Rechtes Politmanöver mit 9/11-Opfern: Stadtrat zum Schweigen gebracht
Im Dresdner Stadtrat findet erstmals ein rechter Antrag eine Mehrheit: Das "Nationale Bündnis" setzt mithilfe der CDU und der Ex-Linken eine Schweigeminute zum 11. September durch.
Bild: dpa
DRESDEN taz Mit einem geschickten Schachzug hat das "Nationale Bündnis" im Dresdner Stadtrat die jüngste Serie von Prestigeerfolgen der rechtsextremen NPD in sächsischen Kommunalparlamenten fortgesetzt.
Vor den Haushaltsberatungen am Donnerstagabend beantragte das Bündnis eine Schweigeminute für die Opfer des 11. September 2001. Mit 24 zu 18 Stimmen wurde der Antrag angenommen, worauf die Fraktionen der Linken und der Bündnisgrünen den Saal verließen.

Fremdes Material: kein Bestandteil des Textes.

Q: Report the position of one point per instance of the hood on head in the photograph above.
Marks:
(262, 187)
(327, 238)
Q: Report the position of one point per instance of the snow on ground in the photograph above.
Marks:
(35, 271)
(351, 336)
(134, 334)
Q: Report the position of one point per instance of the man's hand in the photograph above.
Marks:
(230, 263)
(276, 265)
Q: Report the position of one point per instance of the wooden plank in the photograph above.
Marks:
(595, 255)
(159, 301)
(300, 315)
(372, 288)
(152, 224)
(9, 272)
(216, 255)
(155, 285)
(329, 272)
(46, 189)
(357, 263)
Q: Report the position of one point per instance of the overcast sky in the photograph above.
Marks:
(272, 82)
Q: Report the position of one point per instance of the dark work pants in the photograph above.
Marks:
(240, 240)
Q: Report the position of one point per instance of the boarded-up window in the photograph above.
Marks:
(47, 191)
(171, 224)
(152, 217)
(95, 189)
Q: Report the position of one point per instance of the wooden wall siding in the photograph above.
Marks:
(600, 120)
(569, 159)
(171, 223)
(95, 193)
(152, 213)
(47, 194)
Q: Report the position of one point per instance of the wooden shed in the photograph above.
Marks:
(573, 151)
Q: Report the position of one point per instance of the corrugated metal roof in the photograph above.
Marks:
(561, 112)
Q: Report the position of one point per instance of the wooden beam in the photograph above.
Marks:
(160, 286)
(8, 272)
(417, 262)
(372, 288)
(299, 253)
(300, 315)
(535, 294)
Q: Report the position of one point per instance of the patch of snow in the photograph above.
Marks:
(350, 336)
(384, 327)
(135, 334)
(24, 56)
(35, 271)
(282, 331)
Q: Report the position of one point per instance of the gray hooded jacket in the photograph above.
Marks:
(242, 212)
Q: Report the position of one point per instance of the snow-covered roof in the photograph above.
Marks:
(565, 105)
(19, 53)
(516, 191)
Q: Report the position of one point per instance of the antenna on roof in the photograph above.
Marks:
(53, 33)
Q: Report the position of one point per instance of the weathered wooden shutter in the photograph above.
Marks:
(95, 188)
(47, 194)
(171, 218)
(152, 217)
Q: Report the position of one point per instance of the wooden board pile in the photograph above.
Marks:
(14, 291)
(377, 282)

Das Nationale Bündnis ist ein Zusammenschluss von zwei parteilosen und zwei NPD-Stadträten. Seit der Kommunalwahl 2004 hatten ihre Anträge keine Aussicht auf Erfolg - bis zum Donnerstag. Die verunsicherte neue Oberbürgermeisterin Helma Orosz (CDU) versuchte zunächst, den vorliegenden Antrag mit der Tagesordnung insgesamt abstimmen zu lassen. SPD-Fraktionschef Peter Lames verlangte aber eine getrennte Abstimmung. Überraschend stimmten dann große Teile des bürgerlichen Lagers und drei Stadträte der Linksfraktion.PDS für die Gedenkminute. Die Linksfraktion.PDS existiert aufgrund einer inhaltlichen Spaltung neben der Linken im Stadtrat und ist seit August faktischer Koalitionspartner der CDU.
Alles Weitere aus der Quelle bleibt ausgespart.